The Oak Ridge Leadership Computing Facility (OLCF) has announced the first details about the Orion storage subsystem of its upcoming Frontier exascale supercomputer set to go online in late 2021. Being the industry’s first 1.5 ExaFLOPS supercomputer, Frontier will need a very fast storage subsystem. It looks like it is set to get one with up to 700 Petabytes of storage, 75 TB/s of throughput, and 15 billion IOPS (yes, billion) of performance on tap.
“To the best of our knowledge, Orion will be the largest and fastest single file POSIX namespace file system in the world,” said Sarp Oral, Input/Output Working Group lead for Frontier at OLCF.
The Frontier supercomputer will actually have two storage sub-systems: an in-system storage layer featuring massive sequential read performance of over 75TB/s and around 15 billion read IOPS, as well as a center-wide file system called Orion that offers a whopping 700PB of capacity.
The Orion Global File Storage System Layer: 700PB Capacity at 10TB/s
Since Frontier relies on HPE’s Cray Shasta architecture, its global file storage system will largely rely on the ClusterStor multi-tier architecture that uses both PCIe 4.0/NVMe solid-state drives as well as traditional hard disk drives.
The Cray ClusterStor machines use AMD EPYC processors and can automatically align data flows in the file system with the workload and shift I/O operations between different tiers of storage as needed. Such shifting makes applications believe that they are accessing high-performance all-flash arrays, thus maximizing performance.
As for the software side of matters, Orion will use an open-source Lustre parallel file system (used by loads of supercomputers worldwide, including OLCF’s Titan and Jaguar) as well as ZFS with a volume manager.
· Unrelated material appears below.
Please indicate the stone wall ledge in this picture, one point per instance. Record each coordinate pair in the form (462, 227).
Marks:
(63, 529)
In general, Frontier’s center-wide Orion will have three tiers:
- A metadata tier comprising of 480 NVMe SSDs with 10PB of capacity.
- An NVMe storage tier that uses 5,400 SSDs providing 11.5PB of capacity, peak read-write speeds of 10TB/s, and over 2 million random-read input/output operations per second (IOPS).
- An HDD storage tier based on 47,700 PMR hard drives offering 679PB of capacity, a peak read speed of 5.5TB/s, a peak write speed of 4.6TB/s, and over 2 million random-read IOPS.
OLCF says that Orion will have 40 Lustre metadata server nodes and 450 Lustre object storage service (OSS) nodes, a total of 1,350 OSTs systemwide. Each OSS node will provide one object storage target (OST) device for performance and two OST devices for capacity. In addition, Orion will employ 160 nodes for routing that will offer peak read-write speeds of 3.2 TB/s available to other OLCF resources and platforms.
“Orion is pushing the envelope of what is possible technically due to its extreme scale and hard disk/NVMe hybrid nature,” said Dustin Leverman, leader of the OLCF’s High-Performance Computing Storage and Archive Group. “This is a complex system, but our experience and best practices will help us create a resource that allows our users to push science boundaries using Frontier.”
The In-Storage Layer: Up to 75TB/s at 15 Billion Read IOPS
Frontier’s in-storage layer comprises of SSDs installed directly into compute nodes and connected to AMD’s EPYC processors using a PCIe Gen 4 interface. These NVMe drives will offer an aggregate performance of over 75TB/s read speed, over 35TB/ write speed, and over 15 billion random-read IOPS.
The OLCF did not disclose the capacity of the in-storage layer, but this is just local storage, so do not expect tens of petabytes here.
Summary
Overall, the in-storage layer provides Frontier a whopping performance of 75TB/s, whereas the center-wide Orion offers a capacity of around 700PB. Combining this dual-layer and multi-tier storage subsystem provides just what a 1.5 EFLOPS machine with a 20MWatt power consumption needs: unbeatable storage performance to feed data to CPUs and GPUs and the ultimate capacity to store the large datasets that the supercomputer is made to process.